Equating Gas Pressure and Projectile Stagnation Pressure

[user1111999]

Imagine a projectile with density p, initial velocity v0 and initial stagnation pressure = 0.5p{v0}^2 being fired into the gas chamber with a final gas pressure given by Pg = nkT, for n being the final number density before (at max pressure of gas) and T the corresponding temperature of the gas.

Is it true that the initial stagnation pressure and final gas pressure can be related, as well as the final gas energy and initial projectile kinetic energy? Or mathematically are the following statements true?

0.5p{v0}^2 = nkT (Statement 1)
and
0.5m{v0}^2 = NkT

12ρpvp02=nkBTf and12mpvp02=NkBTf For m being the mass of the projectile and N being the number of particles in the gas. I have attached a diagram of the intended thought experiment below:

 

[Chestermiller]

Only a fluid can have a stagnation pressure. A solid projectile can't.

 

[Arjan82]

Imagine a projectile with density p, initial velocity v0 and initial stagnation pressure = 0.5p{v0}^2

the equation $p = 0.5\rho v_0^2$ (now $p$ is pressure and $\rho$ is density, as per usual convention) means nothing in this case. You should use its kinetic energy: $E_k = 0.5m v_0^2$.

being fired into the gas chamber with a final gas pressure given by Pg = nkT, for n being the final number density before (at max pressure of gas) and T the corresponding temperature of the gas.

But what is $g$ in this equation? Usually the symbol is used for gravitational acceleration, but that makes no sense here. And $k$ is the Boltzmann constant?

Also, in common notation regarding the gas law $n$ is the amount of substance (gas) in moles. The term 'number density' means nothing to me.

The equation $Pg=nkT$ is either incorrect or uses strange symbols for common quantities, making it unreadable. Could you specify the actual equation you mean?

Is it true that the initial stagnation pressure and final gas pressure can be related, as well as the final gas energy and initial projectile kinetic energy? Or mathematically are the following statements true?

You can only relate the energies, and actually only energy differences (i.e. the change in kinetic energy is added to the gas). Using the gas law is not enough here. With the gas law you can equate:

$$
\frac{p_1 V_1}{T_1} = \frac{p_2 V_2}{T_2}
$$

with $V$ the volume. But then you need the pressure in the end condition, for which you need something like the isentropic flow relations. But then again, that assumes, well, isentropic flow. Usually slamming a 'projectile' into some container is not isentropic.

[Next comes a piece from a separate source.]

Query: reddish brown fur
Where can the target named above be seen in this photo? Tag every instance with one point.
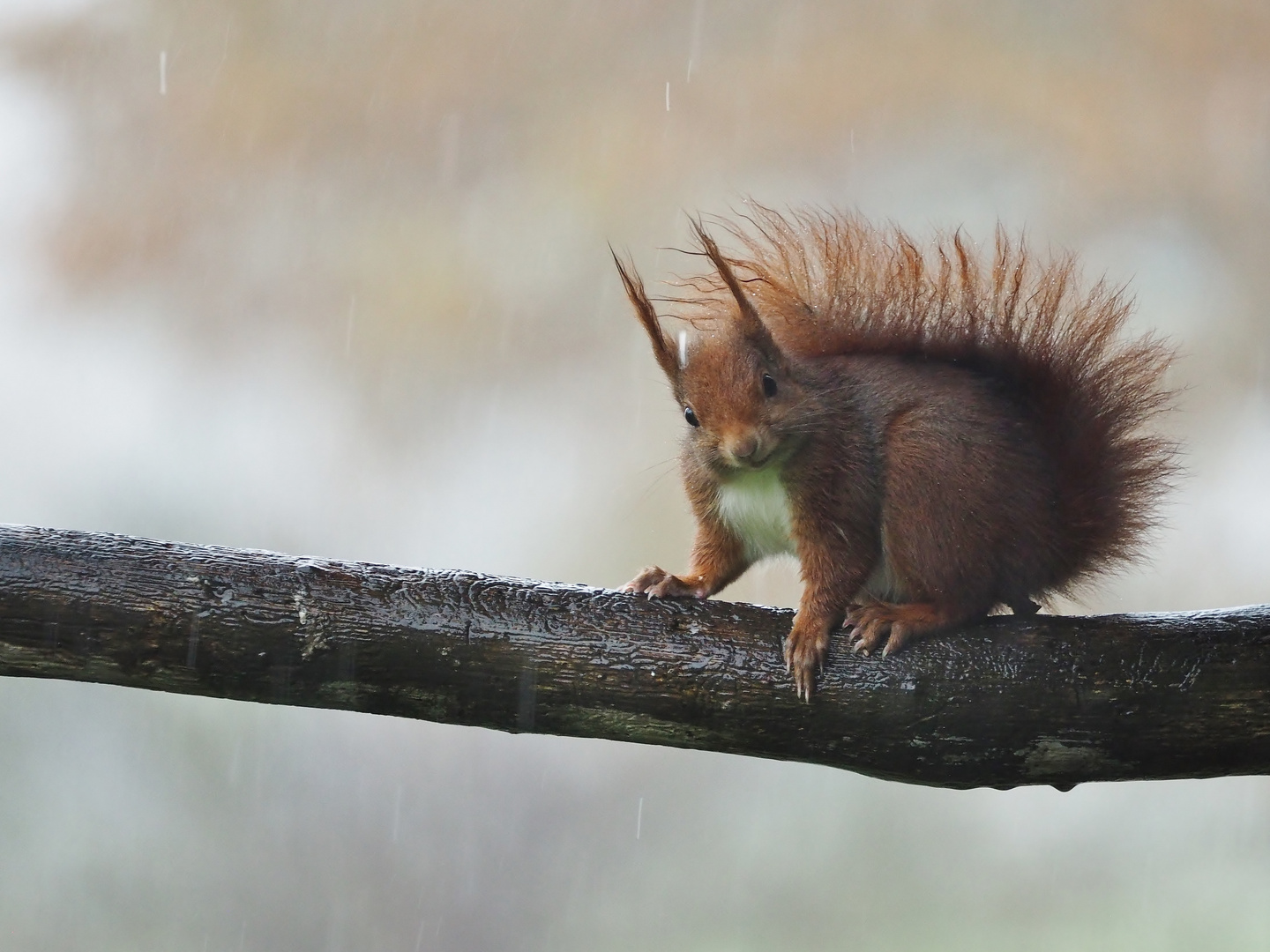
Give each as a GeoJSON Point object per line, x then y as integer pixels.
{"type": "Point", "coordinates": [970, 432]}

(or actually, I'm thinking, maybe the problem is that it does not remain Barotropic? I'm not sure here. But that of course also depends on how fast the projectile is slamming into the container)

12ρpvp02=nkBTf and12mpvp02=NkBTf

This is gibberish to me. Please use the LaTeX Guide.

 

[berkeman]

Thread closed temporarily for Moderation...

 

[berkeman]

At OP's request, the thread will remain closed. Thanks folks.